By 1247 Laugharne was granted to the de Brian family. In 1257 Guy De Brian was captured at Laugharne Castle by Llywelyn ap Gruffudd and the castle destroyed.
It was in Laugharne in 1403 that Glyndwr's rebellion stalled. Perhaps lulled into complacency, he was tricked by an ambush and lost 700 men. When a local soothsayer then warned him to leave the area or be captured, he retreated. After this the rebellion petered out under the weight of greater English numbers, and by 1415, Owain Glyndwr had disappeared, fading into myth.

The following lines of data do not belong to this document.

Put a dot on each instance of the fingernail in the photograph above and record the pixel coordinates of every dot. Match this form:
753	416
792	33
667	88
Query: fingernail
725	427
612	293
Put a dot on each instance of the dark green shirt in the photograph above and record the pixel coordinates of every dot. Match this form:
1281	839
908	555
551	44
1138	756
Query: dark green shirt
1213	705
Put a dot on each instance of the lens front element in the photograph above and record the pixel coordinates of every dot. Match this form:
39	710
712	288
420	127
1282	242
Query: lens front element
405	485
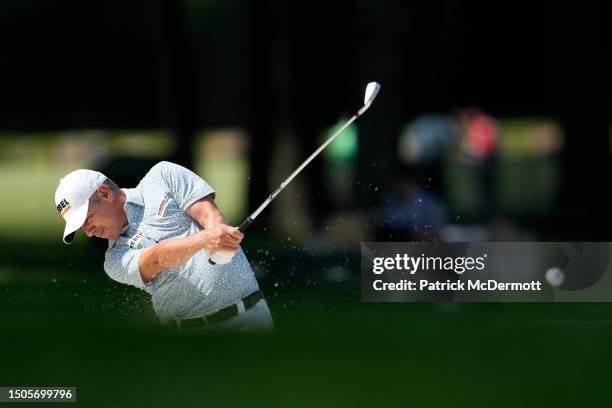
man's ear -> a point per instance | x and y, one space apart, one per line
104 192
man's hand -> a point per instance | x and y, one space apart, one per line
221 238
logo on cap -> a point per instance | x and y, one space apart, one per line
63 207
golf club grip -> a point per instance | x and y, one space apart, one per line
245 224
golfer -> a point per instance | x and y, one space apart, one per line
161 235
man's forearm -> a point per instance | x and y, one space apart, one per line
169 254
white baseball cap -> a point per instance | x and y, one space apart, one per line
72 198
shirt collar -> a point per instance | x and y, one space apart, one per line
133 196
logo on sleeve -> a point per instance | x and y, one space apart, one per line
136 240
164 203
63 207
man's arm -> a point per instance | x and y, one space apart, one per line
174 252
206 213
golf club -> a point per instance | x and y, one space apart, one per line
371 91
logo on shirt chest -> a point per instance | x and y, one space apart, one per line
136 240
63 207
164 204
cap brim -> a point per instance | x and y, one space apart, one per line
74 222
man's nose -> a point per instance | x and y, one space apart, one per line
88 228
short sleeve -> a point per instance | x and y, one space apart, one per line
121 264
186 186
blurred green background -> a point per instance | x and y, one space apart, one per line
493 123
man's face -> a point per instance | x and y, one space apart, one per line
103 215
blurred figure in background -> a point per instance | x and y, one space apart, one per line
412 210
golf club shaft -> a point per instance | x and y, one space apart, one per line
249 220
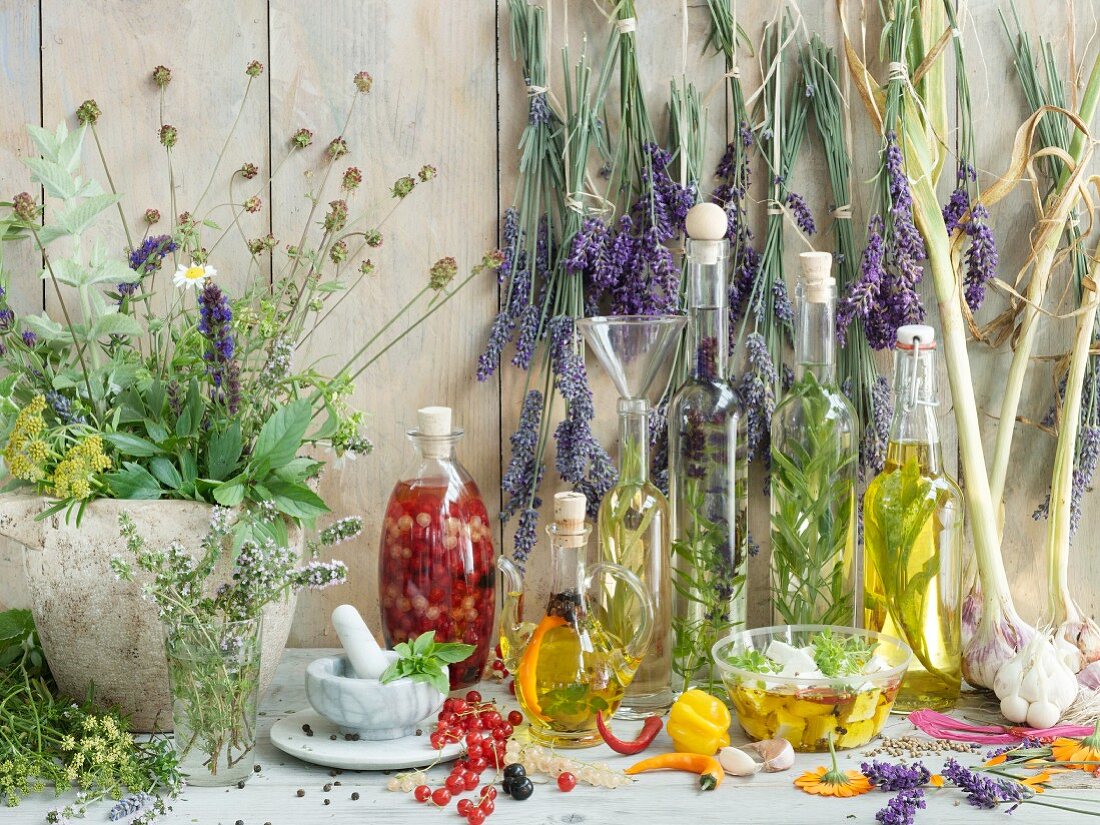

During the Civil War, Laugharne was captured by Royalists in 1644, the Parliamentary forces of Major-General Rowland Laugharne attacked the castle in 1644. After a weeklong siege in which much of the castle was damaged by cannon fire, the Royalist garrison finally surrendered. The castle was slighted to prevent any further use. It was left as a romantic ruin during the 18th century, and around the start of the 19th century the outer ward was laid with formal gardens. The gazebo overlooking the estuary was used in the 1930s and 40s by the author Richard Hughes, who leased Castle House during this period. Laugharne has also inspired two great modern writers, who worked in the garden gazebo overlooking the river. Richard Hughes wrote his novel In Hazard here, and Dylan Thomas, Laugharne's most famous resident, worked in the castle on its Portrait of the Artist as a Young Dog.